Police did not name the girls because they are juveniles. They told police the residences they targeted were chosen randomly and that they had no connection to them. The girls told police the powder was a "nontoxic food product," but it would still be tested for verification, police said.

The case will be discussed with the State's Attorney's Office and possibly be referred to Juvenile Court, said police.

On Monday afternoon, Darien and state police and the FBI responded to a Tokeneke residence on a report of a threatening letter containing a suspicious white powder.

The powder was removed from the home about 7:30 p.m. by the State Police Emergency Services Unit, according to Darien police.

On Monday night, police said definitive identification of that substance could take up to five days.

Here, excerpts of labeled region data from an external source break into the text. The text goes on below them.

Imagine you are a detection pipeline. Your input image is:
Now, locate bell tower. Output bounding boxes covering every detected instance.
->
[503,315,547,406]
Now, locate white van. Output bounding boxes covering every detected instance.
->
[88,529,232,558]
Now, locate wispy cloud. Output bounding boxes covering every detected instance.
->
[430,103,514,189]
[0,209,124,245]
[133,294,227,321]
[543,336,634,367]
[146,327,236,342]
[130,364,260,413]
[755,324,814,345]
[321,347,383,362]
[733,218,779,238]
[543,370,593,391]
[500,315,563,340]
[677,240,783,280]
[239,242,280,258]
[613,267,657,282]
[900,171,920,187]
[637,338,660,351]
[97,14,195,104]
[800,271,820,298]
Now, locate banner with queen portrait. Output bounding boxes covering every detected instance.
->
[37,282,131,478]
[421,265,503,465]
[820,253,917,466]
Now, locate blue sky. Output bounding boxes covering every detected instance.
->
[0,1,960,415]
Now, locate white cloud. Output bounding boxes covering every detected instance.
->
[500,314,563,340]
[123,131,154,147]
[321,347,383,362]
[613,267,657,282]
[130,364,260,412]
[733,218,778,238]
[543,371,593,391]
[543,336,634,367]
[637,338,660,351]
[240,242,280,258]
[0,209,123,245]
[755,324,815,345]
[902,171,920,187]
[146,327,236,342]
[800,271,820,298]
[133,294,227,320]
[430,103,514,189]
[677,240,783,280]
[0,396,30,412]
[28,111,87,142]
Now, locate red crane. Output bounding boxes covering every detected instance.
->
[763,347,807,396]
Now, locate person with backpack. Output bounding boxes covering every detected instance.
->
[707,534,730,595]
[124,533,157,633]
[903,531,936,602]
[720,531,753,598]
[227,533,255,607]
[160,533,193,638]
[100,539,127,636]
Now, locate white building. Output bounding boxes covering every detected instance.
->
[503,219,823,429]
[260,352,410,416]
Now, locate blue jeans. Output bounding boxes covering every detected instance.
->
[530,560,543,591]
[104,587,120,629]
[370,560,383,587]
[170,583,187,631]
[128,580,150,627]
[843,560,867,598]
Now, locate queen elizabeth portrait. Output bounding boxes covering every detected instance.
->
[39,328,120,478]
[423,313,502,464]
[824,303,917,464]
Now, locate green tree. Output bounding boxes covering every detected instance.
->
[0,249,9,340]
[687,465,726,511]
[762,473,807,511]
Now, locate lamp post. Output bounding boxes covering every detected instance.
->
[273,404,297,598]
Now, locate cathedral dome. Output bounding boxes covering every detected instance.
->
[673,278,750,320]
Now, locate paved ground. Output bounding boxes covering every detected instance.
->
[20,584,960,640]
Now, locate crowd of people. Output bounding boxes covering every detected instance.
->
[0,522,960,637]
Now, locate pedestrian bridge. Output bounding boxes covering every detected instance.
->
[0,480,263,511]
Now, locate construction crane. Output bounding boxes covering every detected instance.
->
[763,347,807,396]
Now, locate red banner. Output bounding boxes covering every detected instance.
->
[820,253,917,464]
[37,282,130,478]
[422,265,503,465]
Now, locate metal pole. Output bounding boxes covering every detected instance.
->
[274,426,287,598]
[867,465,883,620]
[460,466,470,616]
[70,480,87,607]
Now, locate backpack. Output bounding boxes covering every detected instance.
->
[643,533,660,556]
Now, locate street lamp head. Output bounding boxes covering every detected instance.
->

In that case, nine people, including a Tokeneke constable, were confined to the residence to reduce the chance of exposure to others, according to police. One of the residents called the constable to report the letter and white powder, police said. Later Monday evening, because those people appeared to be suffering no symptoms, the FBI and members of the State Police Special Response Unit instructed them to "self decontaminate" by changing their clothes and washing their hands.

On Tuesday morning, Darien police and federal and state authorities investigated the second incident, which occurred on Rainbow Circle, also in the Tokeneke section of town, after a resident reported receiving a letter on Saturday that contained a suspicious white powder, according to police. Police did not provide the time of the report made on Tuesday or the exact address of the home.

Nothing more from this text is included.